The association between the MD and NAFLD has been well defined in adult patients.25–27 Kontogianni et al. 26 analyzed the impact of adherence to the MD on the presence and severity of NAFLD in adult patients. They found that higher adherence to the MD was associated with a lower degree of IR and less severe liver disease among patients with NAFLD. Ryan et al. 25 examined the effect of the MD on hepatic steatosis and insulin sensitivity in adult patients with NAFLD and they found that six weeks of MD decreases hepatic steatosis by improving peripheral insulin sensitivity and reducing circulating insulin concentration. Trovato et al. 27 assessed impact of adherence to the MD on hepatic steatosis after a six-month intervention, finding that adherence to the MD was a significant predictor of changes in the fat content of the liver in patients with NAFLD. The effect of diet was gradual and independent of other lifestyle changes. In all studies beneficial effect of the MD on NAFLD was associated with improvement of IR.
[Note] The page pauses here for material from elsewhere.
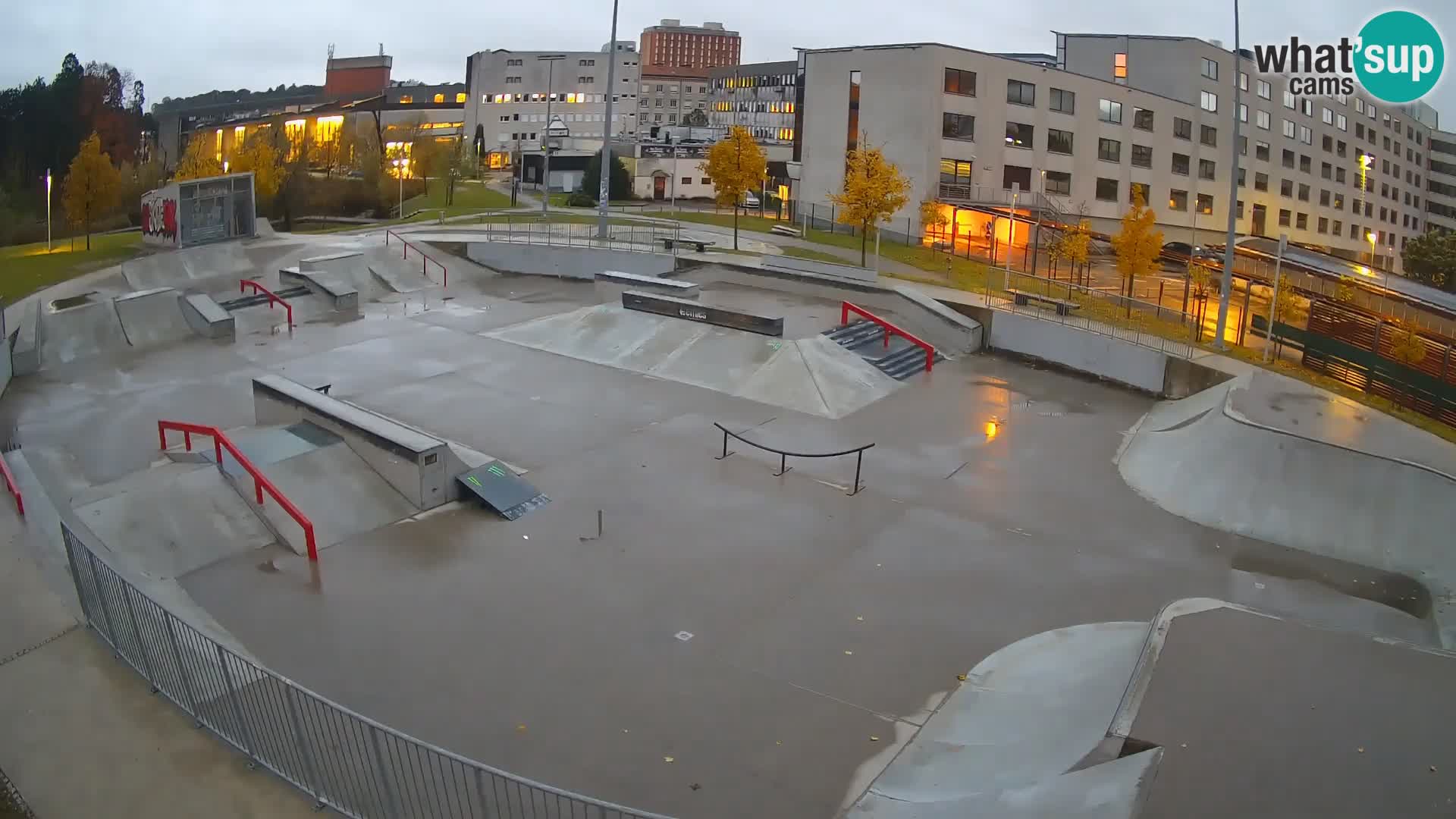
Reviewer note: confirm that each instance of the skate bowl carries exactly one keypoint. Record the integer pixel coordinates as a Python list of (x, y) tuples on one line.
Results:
[(1274, 460)]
The association between the MD and NAFLD in children has not been studied previously. Only St-Jules et al. 28 analyzed association between dietary fish and omega-3 fatty acid intake, major components of the MD, and NAFLD in pediatric patients. They found that only 15% of the patients consumed fish ≥2 times per week and only 5% of the patients consumed ≥200 mg of long-chain omega-3 fatty acids per day. Lack of fish and long-chain omega-3 fatty acids was associated with greater portal and lobular inflammation. They recommend consuming a high amount of fish for patients with NAFLD. Our study is the first study that analyzes the association between adherence to the MD and the presence of NAFLD in obese children. We showed that low adherence to the MD in association with high BMI was the predictor of NAFLD in obese children.
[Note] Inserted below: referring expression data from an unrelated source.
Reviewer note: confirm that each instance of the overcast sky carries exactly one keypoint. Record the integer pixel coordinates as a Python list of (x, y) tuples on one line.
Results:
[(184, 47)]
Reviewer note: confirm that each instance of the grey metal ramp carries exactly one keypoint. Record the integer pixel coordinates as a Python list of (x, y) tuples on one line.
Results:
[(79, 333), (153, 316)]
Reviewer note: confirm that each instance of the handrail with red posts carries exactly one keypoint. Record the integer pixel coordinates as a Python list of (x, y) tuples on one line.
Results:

The limitations of our study were (1) histology could not be used for the diagnosis of NAFLD, therefore we were unable to make a correlation between severity (such as grade of inflammation, steatosis, or fibrosis) of NAFLD and level of adherence to the MD; (2) the effect of high adherence to the MD on the improvement of liver steatosis must be prospectively evaluated in order to make a definite conclusion; and (3) lack of assessment of the effect of physical activity in our study group.
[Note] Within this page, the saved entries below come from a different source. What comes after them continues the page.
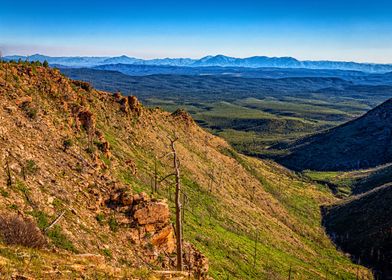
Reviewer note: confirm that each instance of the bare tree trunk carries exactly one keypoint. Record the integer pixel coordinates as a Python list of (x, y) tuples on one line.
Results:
[(9, 176), (155, 175), (178, 206)]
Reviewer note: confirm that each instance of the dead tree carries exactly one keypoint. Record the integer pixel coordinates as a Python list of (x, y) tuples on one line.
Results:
[(255, 249), (178, 196), (9, 176), (178, 205)]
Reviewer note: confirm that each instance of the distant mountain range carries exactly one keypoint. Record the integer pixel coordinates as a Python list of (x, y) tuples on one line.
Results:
[(362, 143), (218, 60)]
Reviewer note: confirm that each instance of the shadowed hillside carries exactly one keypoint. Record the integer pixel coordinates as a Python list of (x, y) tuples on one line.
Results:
[(78, 164), (362, 226), (362, 143)]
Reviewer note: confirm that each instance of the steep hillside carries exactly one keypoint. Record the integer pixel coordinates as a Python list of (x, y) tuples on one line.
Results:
[(354, 182), (85, 158), (362, 227), (362, 143)]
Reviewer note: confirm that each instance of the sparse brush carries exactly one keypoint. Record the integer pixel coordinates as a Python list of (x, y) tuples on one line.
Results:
[(15, 230)]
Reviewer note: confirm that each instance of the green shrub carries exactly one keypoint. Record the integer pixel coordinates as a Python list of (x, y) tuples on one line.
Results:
[(100, 218), (15, 230), (67, 143), (60, 240), (113, 224), (107, 253)]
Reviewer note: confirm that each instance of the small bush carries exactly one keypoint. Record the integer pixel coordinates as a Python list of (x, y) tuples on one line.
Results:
[(29, 110), (30, 167), (67, 143), (107, 253), (113, 224), (60, 240), (15, 230), (100, 218), (83, 85)]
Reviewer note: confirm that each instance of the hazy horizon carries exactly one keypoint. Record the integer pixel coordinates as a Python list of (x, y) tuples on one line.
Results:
[(358, 31), (172, 57)]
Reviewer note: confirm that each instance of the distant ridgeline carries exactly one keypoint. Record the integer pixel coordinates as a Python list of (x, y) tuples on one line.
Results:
[(362, 143), (218, 60)]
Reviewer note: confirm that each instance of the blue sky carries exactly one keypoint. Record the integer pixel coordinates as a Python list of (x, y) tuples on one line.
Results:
[(336, 30)]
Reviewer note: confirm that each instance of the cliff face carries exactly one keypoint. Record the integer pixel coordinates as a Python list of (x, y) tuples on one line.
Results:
[(87, 159)]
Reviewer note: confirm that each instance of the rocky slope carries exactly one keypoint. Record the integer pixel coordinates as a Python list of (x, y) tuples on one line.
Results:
[(85, 160), (362, 143)]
In conclusion, the MD is an inexpensive and nontoxic dietary regimen and may be used as a therapeutic option in children with NAFLD especially in regions where the ingredients are produced and consumed commonly. Education of medical doctors professionally about the content of the MD and beneficial effects on health will increase the consumption of the MD by children. 29
Author Disclosure Statement
No competing financial interests exist.